FRANKFURT (The Street) -- At least one "currency" is benefiting from the recent turmoil in Greece and China. Bitcoin is experiencing a bit of a bull run.

The digital currency/technology surged 20% in value from June 8 through the July Fourth weekend. NYSE-backed bitcoin broker Coinbase reported a 300% increase in European activity outside of Greece in less than 48 hours during the last days of June, and recorded almost 120,000 transactions in a single day in the last 30.

In fact, the hybrid status of bitcoins - the IRS defines them as "property" rather than "currency" -- may be part of their appeal right now. But to whom?

"Bitcoin provides a way of storing assets outside of the banking system while still having a means to transact online. It is a hedge against political risk," said Adam Wyatt, chief analyst and editor of BullBear Analytics. "While it might comfort some bitcoin faithful to think that Greeks are buying bitcoins, that is unlikely in our opinion. The Chinese are always buying bitcoin."

"The situation in Greece showcases how the traditional banking infrastructure can become influenced negatively by governments and provides an example of how [investors have] the ability to safeguard the value of one's money in such situations," said Peter Rizzo, U.S. editor of Coindesk.com, a speciality blog covering the bitcoin industry as a technology rather than currency. "Political crises of this nature have become a rallying point for those who are attracted to bitcoin because of certain political ideologies and this situation provided a good vehicle for those people to espouse why they believe the technology to be useful as an investment."

Rizzo believes that the jump in activity in bitcoin is actually coming from a very few investors who are taking the opportunity right now to make a vocal statement where it counts -- the market. "Bitcoin is a relatively shallow market, where purchases of large quantities of bitcoins, even by a very small number of buyers, can cause notable price increases," he said. "So while the price may have risen, that doesn't necessarily correlate into wider adoption."

Wyatt concurs. "Our guess is that the recent rise has been caused by Western speculators that fear a Grexit would spark an eventual dissolution of the E.U., creating a bank run on major European banks," he said. "This would lead to widespread capital controls, which, again, bitcoin is good for getting around."

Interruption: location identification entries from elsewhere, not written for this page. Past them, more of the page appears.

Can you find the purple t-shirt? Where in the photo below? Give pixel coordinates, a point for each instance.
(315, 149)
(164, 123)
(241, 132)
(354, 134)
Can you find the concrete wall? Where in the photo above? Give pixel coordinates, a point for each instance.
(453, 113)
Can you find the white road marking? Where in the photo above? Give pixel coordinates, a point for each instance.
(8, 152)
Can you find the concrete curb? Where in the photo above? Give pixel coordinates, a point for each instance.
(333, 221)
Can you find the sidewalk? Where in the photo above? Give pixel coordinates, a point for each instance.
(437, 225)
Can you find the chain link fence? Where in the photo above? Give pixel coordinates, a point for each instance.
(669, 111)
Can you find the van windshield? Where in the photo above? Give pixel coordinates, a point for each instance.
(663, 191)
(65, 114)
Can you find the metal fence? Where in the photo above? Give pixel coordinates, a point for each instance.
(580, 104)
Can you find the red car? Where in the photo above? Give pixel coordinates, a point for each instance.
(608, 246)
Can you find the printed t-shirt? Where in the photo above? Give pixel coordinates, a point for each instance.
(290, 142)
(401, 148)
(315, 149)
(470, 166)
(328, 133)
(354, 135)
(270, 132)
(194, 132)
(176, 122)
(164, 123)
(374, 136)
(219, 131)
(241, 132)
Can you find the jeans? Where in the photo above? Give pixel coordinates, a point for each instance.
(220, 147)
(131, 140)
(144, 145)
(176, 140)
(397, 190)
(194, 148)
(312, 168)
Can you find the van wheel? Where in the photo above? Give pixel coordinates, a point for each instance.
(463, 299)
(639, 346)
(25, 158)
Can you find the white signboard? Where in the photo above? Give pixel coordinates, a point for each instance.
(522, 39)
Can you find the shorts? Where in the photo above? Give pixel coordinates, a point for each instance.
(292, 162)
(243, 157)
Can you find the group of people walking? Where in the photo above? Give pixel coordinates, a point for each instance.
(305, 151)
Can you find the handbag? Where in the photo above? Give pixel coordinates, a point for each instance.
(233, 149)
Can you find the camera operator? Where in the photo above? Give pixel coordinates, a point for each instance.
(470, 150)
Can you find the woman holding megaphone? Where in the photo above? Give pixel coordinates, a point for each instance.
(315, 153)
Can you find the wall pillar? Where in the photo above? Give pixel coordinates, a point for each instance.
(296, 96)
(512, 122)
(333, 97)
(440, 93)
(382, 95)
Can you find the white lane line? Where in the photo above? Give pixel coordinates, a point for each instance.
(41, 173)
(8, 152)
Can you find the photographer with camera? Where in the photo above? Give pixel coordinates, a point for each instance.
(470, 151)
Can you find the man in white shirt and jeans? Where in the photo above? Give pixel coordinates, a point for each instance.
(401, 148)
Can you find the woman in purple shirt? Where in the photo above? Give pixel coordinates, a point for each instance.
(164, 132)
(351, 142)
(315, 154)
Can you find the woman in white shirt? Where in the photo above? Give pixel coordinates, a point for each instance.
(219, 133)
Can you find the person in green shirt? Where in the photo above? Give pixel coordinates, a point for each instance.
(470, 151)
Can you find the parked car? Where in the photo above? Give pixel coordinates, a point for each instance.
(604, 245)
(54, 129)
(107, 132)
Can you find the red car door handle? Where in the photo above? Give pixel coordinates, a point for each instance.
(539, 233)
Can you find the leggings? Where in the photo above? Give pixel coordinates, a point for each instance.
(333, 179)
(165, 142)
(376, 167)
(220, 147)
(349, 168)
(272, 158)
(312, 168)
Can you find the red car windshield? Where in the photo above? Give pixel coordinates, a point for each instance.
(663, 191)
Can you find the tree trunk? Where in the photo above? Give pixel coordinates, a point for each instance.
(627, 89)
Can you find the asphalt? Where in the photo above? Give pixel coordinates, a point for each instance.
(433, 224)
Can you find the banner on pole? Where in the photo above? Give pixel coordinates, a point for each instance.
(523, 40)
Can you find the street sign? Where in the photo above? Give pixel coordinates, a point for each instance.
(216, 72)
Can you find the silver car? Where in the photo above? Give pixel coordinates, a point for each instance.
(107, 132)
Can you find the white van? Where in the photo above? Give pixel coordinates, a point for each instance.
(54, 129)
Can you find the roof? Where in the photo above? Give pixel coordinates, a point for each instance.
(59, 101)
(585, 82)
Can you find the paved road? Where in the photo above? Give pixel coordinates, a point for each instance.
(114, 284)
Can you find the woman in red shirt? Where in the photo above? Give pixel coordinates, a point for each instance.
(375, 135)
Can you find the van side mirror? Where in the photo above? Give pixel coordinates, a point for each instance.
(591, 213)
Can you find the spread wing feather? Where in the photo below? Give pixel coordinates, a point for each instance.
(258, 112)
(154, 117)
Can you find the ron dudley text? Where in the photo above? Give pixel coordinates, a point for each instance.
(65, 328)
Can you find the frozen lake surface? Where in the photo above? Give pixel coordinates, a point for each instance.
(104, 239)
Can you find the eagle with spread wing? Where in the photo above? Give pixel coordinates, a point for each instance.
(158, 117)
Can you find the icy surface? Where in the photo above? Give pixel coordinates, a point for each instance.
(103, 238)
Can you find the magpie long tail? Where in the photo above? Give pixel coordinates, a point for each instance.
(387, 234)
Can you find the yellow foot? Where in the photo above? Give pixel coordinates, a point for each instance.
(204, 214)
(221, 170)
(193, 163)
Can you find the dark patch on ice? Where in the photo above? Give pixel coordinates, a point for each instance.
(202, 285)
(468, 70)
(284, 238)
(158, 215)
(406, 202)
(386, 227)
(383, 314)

Does this mean that bitcoin is ready for prime time as a fully baked alternative investment? According to the website bitcoincharts, which tracks global allocations of the currency, the vast majority of bitcoin holders (56%) still hold them in dollar denominations. The second-highest concentration of bitcoin holders (26%), hold them in the Chinese yuan. Only 7% of bitcoin owners hold them in euros.

"[In the U.S.], it's easy to connect your bank account to a service such as Circle or Coinbase, purchase bitcoin in amounts of $500 to $1,000 instantly and then move that money to an exchange where it can be converted into another asset or pegged to an asset such as gold via companies like Bitreserve," said Rizzo. "China is similar. In other areas of the world, the ecosystem, however, is still very underdeveloped."

Wyatt disagrees. "Bitcoin is simply software, so if the people behind it are ready, it should be ready," he said. "While I think the likelihood that this happens anytime soon is next to nil, it can continue to function as an 'escape valve' from the fiat banking system perfectly fine, just as it has since inception."

Bitcoin also does not seem to act in accordance to normal market logic. Despite a sharp spike in both volume and interest, many analysts are still issuing sell recommendations and the price seems to be stabilizing near what many are calling a "new normal" range somewhere in the $200 range per bitcoin. At the beginning of the first week of July, bitcoin prices hovered near $280.

This is why Rizzo, for one, believes that the current interest right now means nothing for the longer-term pricing of the asset."[Bitcoin is] also still in a long-term downtrend from its all-time high. So while we've seen periodic spikes around major announcements, like PayPal (EBAY) - Get Report partnering with bitcoin companies or Microsoft (MSFT) - Get Report accepting payment in the digital currency, these announcements have tended to subside back into the downtrend," he said.

According to at least one bitcoin volatility tracking website created by Eli Dourado, a research fellow at George Mason University, bitcoin has declined in volatility this year to about one-third more than gold, and between two and three times more than major currencies.

Wyatt however cautions that the bitcoin market is also very susceptible to manipulation. "Many analysts issue bearish coverage in order to spook an illiquid market, which provides an opportunity to buy cheaper coins," he said. "Classic P&D [pump and dump] stuff, but perfectly fine in the free market that is bitcoin."

This article is commentary by an independent contributor. At the time of publication, the author held no positions in the investments mentioned.